= Finance charge =

In US law, any fee representing the cost of credit

In United States law, a finance charge is any fee representing the cost of credit, or the cost of borrowing. It is interest accrued on, and fees charged for, some forms of credit. It includes not only interest but other charges as well, such as financial transaction fees. Details regarding the federal definition of finance charge are found in the Truth-in-Lending Act and Regulation Z, promulgated by the Federal Reserve Board.

In personal finance, a finance charge may be considered simply the dollar amount paid to borrow money, while interest is a percentage amount paid such as annual percentage rate (APR). These definitions are narrower than the typical dictionary definitions or accounting definitions.

Creditors and lenders use different methods to calculate finance charges. The most common formula is based on the average daily balance, in which daily outstanding balances are added together and then divided by the number of days in the month.
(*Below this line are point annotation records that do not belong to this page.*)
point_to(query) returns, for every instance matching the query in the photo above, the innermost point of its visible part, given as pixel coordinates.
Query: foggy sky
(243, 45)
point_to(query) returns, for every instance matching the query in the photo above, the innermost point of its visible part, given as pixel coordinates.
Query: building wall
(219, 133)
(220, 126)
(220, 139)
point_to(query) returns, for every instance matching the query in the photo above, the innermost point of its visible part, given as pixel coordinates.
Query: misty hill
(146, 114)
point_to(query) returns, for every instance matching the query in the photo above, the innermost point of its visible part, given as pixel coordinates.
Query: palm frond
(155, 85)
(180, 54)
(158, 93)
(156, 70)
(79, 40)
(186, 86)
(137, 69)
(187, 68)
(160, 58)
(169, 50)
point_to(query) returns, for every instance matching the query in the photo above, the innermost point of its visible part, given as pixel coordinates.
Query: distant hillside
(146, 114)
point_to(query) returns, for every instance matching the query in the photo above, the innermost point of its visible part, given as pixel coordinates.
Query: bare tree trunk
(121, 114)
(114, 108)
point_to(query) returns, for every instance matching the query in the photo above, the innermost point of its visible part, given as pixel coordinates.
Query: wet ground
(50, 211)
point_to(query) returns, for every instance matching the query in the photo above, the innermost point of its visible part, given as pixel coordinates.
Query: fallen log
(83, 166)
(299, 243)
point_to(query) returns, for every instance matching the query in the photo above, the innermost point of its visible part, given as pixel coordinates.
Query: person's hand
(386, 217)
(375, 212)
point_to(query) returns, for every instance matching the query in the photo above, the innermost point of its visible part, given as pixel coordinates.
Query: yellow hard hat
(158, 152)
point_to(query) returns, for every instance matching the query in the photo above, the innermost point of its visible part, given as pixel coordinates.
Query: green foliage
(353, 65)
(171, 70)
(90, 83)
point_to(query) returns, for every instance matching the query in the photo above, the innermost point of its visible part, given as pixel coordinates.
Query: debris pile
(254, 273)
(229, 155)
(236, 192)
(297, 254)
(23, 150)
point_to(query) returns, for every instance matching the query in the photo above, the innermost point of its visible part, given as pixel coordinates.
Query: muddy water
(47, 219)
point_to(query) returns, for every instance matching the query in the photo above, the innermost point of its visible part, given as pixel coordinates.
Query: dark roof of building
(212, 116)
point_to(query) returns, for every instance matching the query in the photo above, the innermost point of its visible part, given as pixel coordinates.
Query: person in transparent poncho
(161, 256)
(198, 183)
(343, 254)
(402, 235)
In financial accounting, interest is defined as any charge or cost of borrowing money. Interest is a synonym for finance charge. In effect, the accountant looks at the entire cost of settlement on a Housing and Urban Development (HUD) form 1 (the HUD-1 Settlement Statement) document as interest unless that charge can be identified as an escrow amount or an amount that is charged to current expenses or expenditures other than interest, such as payment of current or prorated real estate taxes.